Entonces sí, Isabel Marant lucró con un diseño mexicano. Y sí, la artesanía indígena está desprotegida de plagio. Pero no, el supuesto registro nunca ocurrió.
Sin embargo, abrió de nuevo el debate sobre el tema de fondo: la falta de protección a la artesanía mexicana.
De acuerdo a Regino, los pueblos indígenas son dueños de la propiedad intelectual de sus creaciones porque las han usado históricamente para sus trajes tradicionales y son una parte fundamental de su patrimonio cultural. El funcionario cita al artículo 31 de la Declaración de las Naciones Unidas sobre los Derechos Indígenas que así lo establece.
El día de mañana, Regino aseguró que se reunirá con el presidente municipal de Santa María Tlahuitoltepec para analizar “el hecho de que esta empresa estaría violentando esta norma internacional al usar un diseño que corresponde a un pueblo indígena. Buscaremos acudir a las instancias que correspondan  ya sea de carácter nacional o internacional”.
En México, el secretario apelaría al Instituto Nacional del Derecho de Autor.
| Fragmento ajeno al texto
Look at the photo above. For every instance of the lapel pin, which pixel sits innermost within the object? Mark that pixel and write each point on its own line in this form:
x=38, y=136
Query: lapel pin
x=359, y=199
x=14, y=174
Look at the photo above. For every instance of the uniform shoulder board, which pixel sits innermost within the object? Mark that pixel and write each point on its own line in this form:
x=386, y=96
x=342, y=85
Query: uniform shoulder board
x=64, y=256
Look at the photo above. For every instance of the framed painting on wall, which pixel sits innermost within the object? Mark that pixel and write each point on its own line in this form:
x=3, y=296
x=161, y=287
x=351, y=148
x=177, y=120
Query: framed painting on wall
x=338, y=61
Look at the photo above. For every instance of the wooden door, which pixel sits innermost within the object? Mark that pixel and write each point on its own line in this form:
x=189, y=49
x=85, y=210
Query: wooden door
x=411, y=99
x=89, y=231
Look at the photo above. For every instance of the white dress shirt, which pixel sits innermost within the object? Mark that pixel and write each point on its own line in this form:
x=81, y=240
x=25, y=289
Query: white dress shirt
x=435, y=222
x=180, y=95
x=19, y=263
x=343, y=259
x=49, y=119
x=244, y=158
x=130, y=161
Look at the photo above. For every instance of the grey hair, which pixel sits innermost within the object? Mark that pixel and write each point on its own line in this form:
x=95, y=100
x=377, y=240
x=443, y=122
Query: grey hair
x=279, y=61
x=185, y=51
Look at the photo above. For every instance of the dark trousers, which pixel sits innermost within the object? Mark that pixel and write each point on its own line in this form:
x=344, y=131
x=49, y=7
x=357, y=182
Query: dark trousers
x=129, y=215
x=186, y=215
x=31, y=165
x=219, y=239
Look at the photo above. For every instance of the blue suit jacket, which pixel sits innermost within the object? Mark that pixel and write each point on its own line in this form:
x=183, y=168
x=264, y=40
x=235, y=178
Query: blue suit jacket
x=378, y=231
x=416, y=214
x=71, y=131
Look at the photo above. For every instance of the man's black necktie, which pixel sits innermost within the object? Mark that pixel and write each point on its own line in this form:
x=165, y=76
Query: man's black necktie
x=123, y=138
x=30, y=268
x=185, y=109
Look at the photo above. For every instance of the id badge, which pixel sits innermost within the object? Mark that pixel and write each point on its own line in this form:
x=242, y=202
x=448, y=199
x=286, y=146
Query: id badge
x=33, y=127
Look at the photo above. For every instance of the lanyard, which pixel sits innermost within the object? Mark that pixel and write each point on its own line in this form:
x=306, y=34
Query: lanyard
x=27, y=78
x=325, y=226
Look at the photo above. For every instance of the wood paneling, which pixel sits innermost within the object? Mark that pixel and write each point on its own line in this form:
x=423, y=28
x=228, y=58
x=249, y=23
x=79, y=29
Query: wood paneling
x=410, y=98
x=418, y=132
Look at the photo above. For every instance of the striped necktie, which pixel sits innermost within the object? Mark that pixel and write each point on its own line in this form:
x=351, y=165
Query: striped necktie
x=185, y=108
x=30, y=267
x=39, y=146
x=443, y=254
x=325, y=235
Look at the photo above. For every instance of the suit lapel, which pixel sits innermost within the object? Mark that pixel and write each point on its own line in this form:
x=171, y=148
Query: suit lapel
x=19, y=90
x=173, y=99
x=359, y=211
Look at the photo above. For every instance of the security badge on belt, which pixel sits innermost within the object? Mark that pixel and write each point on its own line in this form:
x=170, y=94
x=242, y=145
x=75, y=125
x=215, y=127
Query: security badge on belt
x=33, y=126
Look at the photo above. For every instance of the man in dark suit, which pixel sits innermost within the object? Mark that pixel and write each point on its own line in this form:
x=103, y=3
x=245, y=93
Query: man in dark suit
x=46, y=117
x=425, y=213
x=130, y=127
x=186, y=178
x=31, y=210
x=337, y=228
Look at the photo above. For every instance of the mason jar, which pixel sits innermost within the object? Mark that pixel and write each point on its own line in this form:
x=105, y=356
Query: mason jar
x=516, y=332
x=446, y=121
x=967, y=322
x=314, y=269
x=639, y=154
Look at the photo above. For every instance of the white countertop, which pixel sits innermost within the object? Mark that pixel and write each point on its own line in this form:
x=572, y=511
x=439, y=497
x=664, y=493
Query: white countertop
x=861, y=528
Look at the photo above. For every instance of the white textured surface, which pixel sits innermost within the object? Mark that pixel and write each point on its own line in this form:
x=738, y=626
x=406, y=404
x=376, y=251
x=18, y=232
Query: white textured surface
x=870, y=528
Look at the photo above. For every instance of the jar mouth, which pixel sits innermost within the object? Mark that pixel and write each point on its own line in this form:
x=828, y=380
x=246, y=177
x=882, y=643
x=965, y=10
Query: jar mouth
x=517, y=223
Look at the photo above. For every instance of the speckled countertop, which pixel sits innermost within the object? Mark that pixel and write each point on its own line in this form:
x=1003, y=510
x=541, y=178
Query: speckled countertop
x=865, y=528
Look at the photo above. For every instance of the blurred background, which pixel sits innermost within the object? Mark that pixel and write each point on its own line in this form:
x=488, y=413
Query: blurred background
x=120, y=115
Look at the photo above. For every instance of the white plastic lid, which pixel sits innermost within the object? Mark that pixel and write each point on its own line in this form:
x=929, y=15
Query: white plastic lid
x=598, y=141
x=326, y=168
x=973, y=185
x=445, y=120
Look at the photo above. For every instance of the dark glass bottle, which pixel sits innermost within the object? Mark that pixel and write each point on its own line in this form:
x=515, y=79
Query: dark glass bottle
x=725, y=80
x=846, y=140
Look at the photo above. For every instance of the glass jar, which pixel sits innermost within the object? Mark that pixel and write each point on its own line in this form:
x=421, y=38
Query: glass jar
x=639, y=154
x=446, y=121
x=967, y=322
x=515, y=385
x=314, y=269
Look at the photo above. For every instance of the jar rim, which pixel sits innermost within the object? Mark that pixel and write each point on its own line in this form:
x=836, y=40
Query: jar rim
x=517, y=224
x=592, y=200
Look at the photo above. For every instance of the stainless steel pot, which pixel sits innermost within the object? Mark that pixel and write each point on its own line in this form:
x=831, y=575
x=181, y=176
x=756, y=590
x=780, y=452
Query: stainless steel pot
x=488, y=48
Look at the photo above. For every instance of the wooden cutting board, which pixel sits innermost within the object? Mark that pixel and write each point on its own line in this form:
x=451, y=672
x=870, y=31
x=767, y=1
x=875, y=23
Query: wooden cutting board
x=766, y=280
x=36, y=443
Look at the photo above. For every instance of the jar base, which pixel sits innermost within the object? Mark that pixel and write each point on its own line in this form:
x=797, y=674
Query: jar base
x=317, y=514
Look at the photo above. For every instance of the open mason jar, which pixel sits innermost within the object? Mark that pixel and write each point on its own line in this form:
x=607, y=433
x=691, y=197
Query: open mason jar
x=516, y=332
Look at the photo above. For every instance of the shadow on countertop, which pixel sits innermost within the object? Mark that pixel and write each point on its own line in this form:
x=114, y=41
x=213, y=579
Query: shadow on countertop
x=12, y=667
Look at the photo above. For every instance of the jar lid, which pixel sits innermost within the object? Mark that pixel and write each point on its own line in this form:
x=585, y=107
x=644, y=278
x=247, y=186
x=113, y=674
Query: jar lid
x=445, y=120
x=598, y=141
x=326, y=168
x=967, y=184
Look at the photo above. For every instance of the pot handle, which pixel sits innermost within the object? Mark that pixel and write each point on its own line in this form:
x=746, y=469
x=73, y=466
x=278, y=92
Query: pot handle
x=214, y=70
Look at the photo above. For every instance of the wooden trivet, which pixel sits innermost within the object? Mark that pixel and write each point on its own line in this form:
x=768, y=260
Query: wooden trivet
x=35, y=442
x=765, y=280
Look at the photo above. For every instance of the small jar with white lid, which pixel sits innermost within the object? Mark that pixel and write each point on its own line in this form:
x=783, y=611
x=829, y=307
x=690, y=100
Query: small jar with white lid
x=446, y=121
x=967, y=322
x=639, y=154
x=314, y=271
Si no fuera la estrategia apropiada, apelaría a la Organización Mundial de Propiedad Intelectual, que asegura cuenta con un grupo de trabajo intergubernamental capacitado para tratar con temas de identidad de pueblos originarios.
Así mismo, el funcionario asegura que el reto de la administración del estado de Oaxaca es crear un régimen jurídico que garantice la propiedad intelectual colectiva en este tipo de cuestiones. “Lamentablemente la propiedad intelectual está regulada como un derecho individual, sólo personas  físicas pueden registrar una patente o una marca” dijo. Sin embargo, existen precedentes en protección a la artesanía en el mundo. Ejemplo de ello es Panamá que reconocer la propiedad colectiva respecto del patrimonio cultural de los pueblos indígenas.
Adolfo Regino aseguró que el siguiente paso será buscar una reforma constitucional que garantice un marco normativo que permita el registro de diseños y toda la gama de “creatividad artística indígena del país”.